Soon the New Year will be upon us and the nation bombarded with the latest diet plans, and lithe, toned bodies stare down at us from every billboard.
Usually at this time of the year I grit my teeth and stand on the scales, ready to berate myself for eating that 100th Lindt ball, and chowing down on that last brie, turkey and stuffing sandwich. But this year, I have vowed to break that cycle: instead of resolving to lose weight, I have resolved to weigh myself less.
Two of the most commonly made New Year’s resolutions are to lose weight, and to exercise more; both highly commendable as the country grows every more overweight and unfit, and it is so important to look after your health.

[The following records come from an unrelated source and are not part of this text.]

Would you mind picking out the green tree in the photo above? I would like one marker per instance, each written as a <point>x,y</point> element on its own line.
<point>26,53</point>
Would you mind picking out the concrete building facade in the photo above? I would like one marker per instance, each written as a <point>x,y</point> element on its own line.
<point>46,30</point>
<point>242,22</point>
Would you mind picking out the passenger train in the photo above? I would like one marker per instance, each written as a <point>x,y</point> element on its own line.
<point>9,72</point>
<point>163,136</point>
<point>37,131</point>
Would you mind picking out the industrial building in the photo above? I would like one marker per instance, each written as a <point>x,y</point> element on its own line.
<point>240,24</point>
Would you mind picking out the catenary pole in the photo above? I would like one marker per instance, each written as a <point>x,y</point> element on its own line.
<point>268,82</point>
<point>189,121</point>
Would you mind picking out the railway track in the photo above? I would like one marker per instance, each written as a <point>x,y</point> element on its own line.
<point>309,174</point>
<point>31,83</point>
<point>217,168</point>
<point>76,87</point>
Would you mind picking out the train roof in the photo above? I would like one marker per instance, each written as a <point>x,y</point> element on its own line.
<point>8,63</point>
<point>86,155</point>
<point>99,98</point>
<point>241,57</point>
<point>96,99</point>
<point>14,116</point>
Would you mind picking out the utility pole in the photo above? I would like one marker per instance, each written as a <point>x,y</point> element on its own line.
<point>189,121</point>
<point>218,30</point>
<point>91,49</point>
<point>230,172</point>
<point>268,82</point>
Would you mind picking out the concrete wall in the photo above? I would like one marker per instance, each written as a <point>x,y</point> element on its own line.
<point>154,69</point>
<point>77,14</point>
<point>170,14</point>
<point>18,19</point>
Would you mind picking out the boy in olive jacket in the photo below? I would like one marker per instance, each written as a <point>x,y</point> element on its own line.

But research has shown that the sad truth is that these resolutions have usually been abandoned by February, instead making us feel guilty and frustrated when we’re faced with a static number on the scale. Because when we’re faced with ‘failure’, the easiest thing to do is give up.
Instead, I hope this is the year I can improve my health and wellbeing in the long term, instead of getting absorbed in crash diets. The truth is our bodies fluctuate, and while I won’t be able to see a pound gained after a big weekend in the mirror, it could be enough to throw off my healthy Monday morning resolve if I’m just relying on the scale.
The number on the scales is not always representative of how we look. Muscle weighs more than fat, we’re all a different shape, and we carry our weight in different ways. Although I am not denying your weight is a helpful guide in measuring progress, it certainly is not the be all and end all. Indeed you can fluctuate 3 or 4lb just in the course of day. Instead, this year, I will be focusing on how I feel instead of being a slave to the scale. Am I sluggish because I haven’t gotten enough exercise? Is my skin bad because I haven’t drunk enough water? Do I feel happy in my new dress?
Hopefully deciding to weigh myself less will help me become more in tune with how my body is really feeling, instead of relying on the scale to tell me how I look (seeing as I am an owner of both mirrors and scales this really does seem ridiculous when you see it written down). Don’t get me wrong, I am still eating omelettes instead of trifle for lunch, I’m back in my running trainers, and I have vowed to cut down my wine consumption to something (vaguely) sensible, but this year I really hope not to be ruled by the number on the scale.